Closed noahzhy closed 7 months ago

noahzhy commented 7 months ago

Description

Convert the same model into tflite file, but the Mean layer was converted to two different node.

import tensorflow as tf
import jax
import jax.numpy as jnp
from jax.experimental import jax2tf

tf_model = tf.keras.models.Sequential([
    tf.keras.layers.InputLayer(input_shape=(28, 28, 64)),
    tf.keras.layers.Lambda(lambda x: tf.reduce_mean(
        x, axis=(1, 2), keepdims=True)),
])

converter = tf.lite.TFLiteConverter.from_keras_model(tf_model)
tflite_model = converter.convert()
open("tf_mean.tflite", "wb").write(tflite_model)

x_input = jnp.zeros((1, 28, 28, 64))

fn = tf.function(
    jax2tf.convert(
        lambda x: jnp.mean(x, axis=(1, 2), keepdims=True),
        enable_xla=False),
    input_signature=[
        tf.TensorSpec(
            shape=list(x_input.shape),
            name='inputs')],
    autograph=False)

converter = tf.lite.TFLiteConverter.from_concrete_functions(
    [fn.get_concrete_function(x_input)], fn
)

tflite_model = converter.convert()
open("jax_mean.tflite", "wb").write(tflite_model)

20240410_061700

Certainly, this will affect the inference speed of the TFLite model.

System info (python version, jaxlib version, accelerator, etc.)

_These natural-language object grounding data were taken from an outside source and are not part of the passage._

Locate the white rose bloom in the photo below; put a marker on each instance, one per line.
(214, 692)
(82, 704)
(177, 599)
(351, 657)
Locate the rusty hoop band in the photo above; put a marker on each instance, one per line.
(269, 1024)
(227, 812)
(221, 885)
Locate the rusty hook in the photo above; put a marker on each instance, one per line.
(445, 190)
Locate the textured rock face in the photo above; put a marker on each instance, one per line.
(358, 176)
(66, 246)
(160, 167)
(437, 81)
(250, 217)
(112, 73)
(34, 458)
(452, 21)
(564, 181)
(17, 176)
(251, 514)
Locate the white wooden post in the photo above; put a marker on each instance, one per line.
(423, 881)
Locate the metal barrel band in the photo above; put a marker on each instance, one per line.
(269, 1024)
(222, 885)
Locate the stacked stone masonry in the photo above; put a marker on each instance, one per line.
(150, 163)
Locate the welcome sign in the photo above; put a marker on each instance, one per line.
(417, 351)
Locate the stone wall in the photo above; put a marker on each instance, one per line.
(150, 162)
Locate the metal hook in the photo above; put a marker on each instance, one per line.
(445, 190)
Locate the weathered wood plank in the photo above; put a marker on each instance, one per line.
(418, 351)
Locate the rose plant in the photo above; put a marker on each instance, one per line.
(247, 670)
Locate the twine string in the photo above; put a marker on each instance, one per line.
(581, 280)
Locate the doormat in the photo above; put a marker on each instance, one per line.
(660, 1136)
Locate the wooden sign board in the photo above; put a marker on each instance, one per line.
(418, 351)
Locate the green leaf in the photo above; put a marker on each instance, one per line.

jax: 0.4.26 jaxlib: 0.4.23 numpy: 1.26.4 python: 3.11.7 (main, Dec 4 2023, 18:10:11) [Clang 15.0.0 (clang-1500.1.0.2.5)] jax.devices (1 total, 1 local): [METAL(id=0)]

mattjj commented 7 months ago

Thanks for raising this!

Indeed JAX has no primitive Mean operation. That happens quite often; instead of having lots of distinct kernels, JAX relies on a compiler to fuse primitives into performant kernels. That means that if instead of a compiler we have an interpreter downstream of a JAX function, we might get inefficiencies like this. (It's an open question whether we can have our cake and eat it too, by e.g. staging out a program representation that provides both the Mean function and its implementation in terms of primitives, so that downstream interpreters can use their own direct Mean implementations rather than having to interpret its implementation.)

I think this is working-as-intended, but I'm going to tag @gnecula and @superbobry to check. Any thoughts to add?